A chamada síndrome dos custos irrecuperáveis: é a terra prometida de amanhã que dá sentido ao presente, e não a saudade das cebolas do Egito
Por Luigino Bruni
Publicado no site Messaggero di Sant'Antonio em 03/07/2026
Uma das primeiras leis da economia é a chamada síndrome dos custos irrecuperáveis (sunk cost fallacy). Trata-se do erro, muito comum, de deixar que as decisões de hoje sejam condicionadas pelos custos assumidos ontem. Tomemos um exemplo simples: uma empresa adquiriu, há alguns anos, máquinas para abrir uma nova linha de produtos, por exemplo, no setor têxtil. Pouco tempo depois, percebe que o investimento não produz os resultados esperados e que aquelas máquinas passam a representar um problema.
Algumas pessoas logo compreendem que é preciso esquecer os custos do passado e olhar para o presente e para o futuro. O proprietário, porém, não consegue aceitar a perda nem admitir o próprio erro. Assim, começa a imaginar novos usos para aquelas mesmas máquinas, tentando ao menos reduzir o desconforto causado pela decisão equivocada. Mais energia e mais dinheiro são gastos tentando ressuscitar uma iniciativa que já nasceu inviável, enquanto as demais linhas de produção passam a sofrer, pois muitas pessoas são desviadas de suas atividades para tentar reutilizar, reconverter ou recuperar aquelas máquinas antigas.

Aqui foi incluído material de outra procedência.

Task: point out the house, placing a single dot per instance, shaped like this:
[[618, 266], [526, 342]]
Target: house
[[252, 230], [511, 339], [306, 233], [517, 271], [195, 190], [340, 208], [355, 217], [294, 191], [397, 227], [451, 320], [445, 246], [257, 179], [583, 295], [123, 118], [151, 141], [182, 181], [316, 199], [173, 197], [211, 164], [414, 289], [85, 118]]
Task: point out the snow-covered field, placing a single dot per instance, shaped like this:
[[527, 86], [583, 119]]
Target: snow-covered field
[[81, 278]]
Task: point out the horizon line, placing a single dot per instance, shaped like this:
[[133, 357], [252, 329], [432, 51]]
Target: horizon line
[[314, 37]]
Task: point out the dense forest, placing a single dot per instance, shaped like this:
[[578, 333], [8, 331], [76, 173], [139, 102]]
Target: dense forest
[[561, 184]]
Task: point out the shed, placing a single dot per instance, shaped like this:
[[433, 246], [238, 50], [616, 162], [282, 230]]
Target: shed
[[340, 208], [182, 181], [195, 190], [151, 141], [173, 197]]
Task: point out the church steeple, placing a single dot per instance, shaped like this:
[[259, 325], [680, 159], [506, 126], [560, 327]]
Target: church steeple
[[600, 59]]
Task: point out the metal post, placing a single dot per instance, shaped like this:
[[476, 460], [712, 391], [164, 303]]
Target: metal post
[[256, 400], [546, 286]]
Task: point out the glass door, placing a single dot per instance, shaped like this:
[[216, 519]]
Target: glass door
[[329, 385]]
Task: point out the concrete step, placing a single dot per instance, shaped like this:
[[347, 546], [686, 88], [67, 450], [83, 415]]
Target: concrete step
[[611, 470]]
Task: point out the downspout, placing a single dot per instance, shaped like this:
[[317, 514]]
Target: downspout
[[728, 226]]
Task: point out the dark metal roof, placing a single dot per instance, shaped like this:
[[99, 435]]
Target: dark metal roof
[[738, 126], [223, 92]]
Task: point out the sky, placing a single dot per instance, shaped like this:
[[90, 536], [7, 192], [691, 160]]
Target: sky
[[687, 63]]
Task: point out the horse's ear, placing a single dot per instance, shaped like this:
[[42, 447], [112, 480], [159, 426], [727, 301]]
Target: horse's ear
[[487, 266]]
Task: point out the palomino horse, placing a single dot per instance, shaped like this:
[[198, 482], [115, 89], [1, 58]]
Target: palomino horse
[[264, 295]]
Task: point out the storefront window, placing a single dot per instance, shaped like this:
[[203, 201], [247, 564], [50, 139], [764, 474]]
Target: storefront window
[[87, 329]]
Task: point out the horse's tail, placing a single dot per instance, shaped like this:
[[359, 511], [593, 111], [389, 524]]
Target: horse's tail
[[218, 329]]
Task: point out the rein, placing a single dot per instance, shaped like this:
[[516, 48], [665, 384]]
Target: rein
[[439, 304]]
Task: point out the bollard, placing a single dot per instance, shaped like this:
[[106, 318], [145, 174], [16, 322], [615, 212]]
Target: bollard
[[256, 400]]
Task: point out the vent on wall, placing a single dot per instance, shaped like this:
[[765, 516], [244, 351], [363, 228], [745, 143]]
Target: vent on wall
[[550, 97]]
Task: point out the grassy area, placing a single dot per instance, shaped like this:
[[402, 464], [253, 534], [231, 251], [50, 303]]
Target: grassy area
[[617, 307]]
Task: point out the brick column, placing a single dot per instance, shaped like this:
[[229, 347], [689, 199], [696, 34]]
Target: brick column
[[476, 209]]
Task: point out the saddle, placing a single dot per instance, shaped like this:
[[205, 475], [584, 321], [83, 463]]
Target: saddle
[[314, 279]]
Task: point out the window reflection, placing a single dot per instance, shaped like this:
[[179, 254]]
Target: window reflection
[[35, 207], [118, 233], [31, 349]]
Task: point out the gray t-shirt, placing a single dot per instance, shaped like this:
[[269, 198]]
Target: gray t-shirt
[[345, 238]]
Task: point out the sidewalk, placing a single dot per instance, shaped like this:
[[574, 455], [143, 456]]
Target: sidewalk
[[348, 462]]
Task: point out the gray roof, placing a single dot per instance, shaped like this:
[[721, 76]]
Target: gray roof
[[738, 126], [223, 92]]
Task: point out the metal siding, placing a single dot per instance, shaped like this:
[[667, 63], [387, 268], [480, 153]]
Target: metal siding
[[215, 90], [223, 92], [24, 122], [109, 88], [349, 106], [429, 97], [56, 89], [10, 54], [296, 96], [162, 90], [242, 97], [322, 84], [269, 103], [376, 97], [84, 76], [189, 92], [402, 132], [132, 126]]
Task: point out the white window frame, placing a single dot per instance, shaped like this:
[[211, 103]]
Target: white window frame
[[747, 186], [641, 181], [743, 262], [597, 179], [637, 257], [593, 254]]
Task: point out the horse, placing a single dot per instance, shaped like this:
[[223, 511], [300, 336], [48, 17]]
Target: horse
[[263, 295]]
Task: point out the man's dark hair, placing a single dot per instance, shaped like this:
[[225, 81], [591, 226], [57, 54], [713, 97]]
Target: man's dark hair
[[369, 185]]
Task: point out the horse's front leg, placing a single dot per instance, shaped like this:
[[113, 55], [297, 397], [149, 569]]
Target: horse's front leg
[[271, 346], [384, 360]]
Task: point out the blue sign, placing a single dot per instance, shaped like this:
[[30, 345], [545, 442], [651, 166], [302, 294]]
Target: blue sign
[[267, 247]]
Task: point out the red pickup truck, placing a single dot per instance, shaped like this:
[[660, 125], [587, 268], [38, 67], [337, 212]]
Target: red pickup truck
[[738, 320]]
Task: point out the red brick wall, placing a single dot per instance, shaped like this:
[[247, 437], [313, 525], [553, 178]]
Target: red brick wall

Qual seria, então, a decisão mais acertada? Aceitar serenamente o dinheiro já gasto e o investimento mal sucedido, que já pertencem ao passado, impedindo que aquele erro continue produzindo prejuízos no presente. Infelizmente, essa síndrome está muito presente nas escolhas cotidianas de muitas pessoas. Pensemos em outro exemplo: uma religiosa que vive há trinta anos em um convento. Entrou aos vinte anos e agora tem cinquenta. Ao chegar à maturidade, em razão da evolução de sua própria vida, percebe que talvez tenha cometido um erro em sua primeira escolha: "Eu não deveria ter entrado no convento. Fui ingênua, e mais ainda aqueles que me aconselharam a entrar." Ela começa a pensar em mudar de vida. Mas o "custo já investido" — os trinta anos dedicados à vida religiosa — transforma-se em mais um obstáculo: "Então vou jogar fora trinta anos da minha vida?". E assim, para não "desperdiçar" a vida passada, que já não pode ser recuperada, continua desperdiçando os anos que ainda tem pela frente, permitindo que o passado devore o seu presente.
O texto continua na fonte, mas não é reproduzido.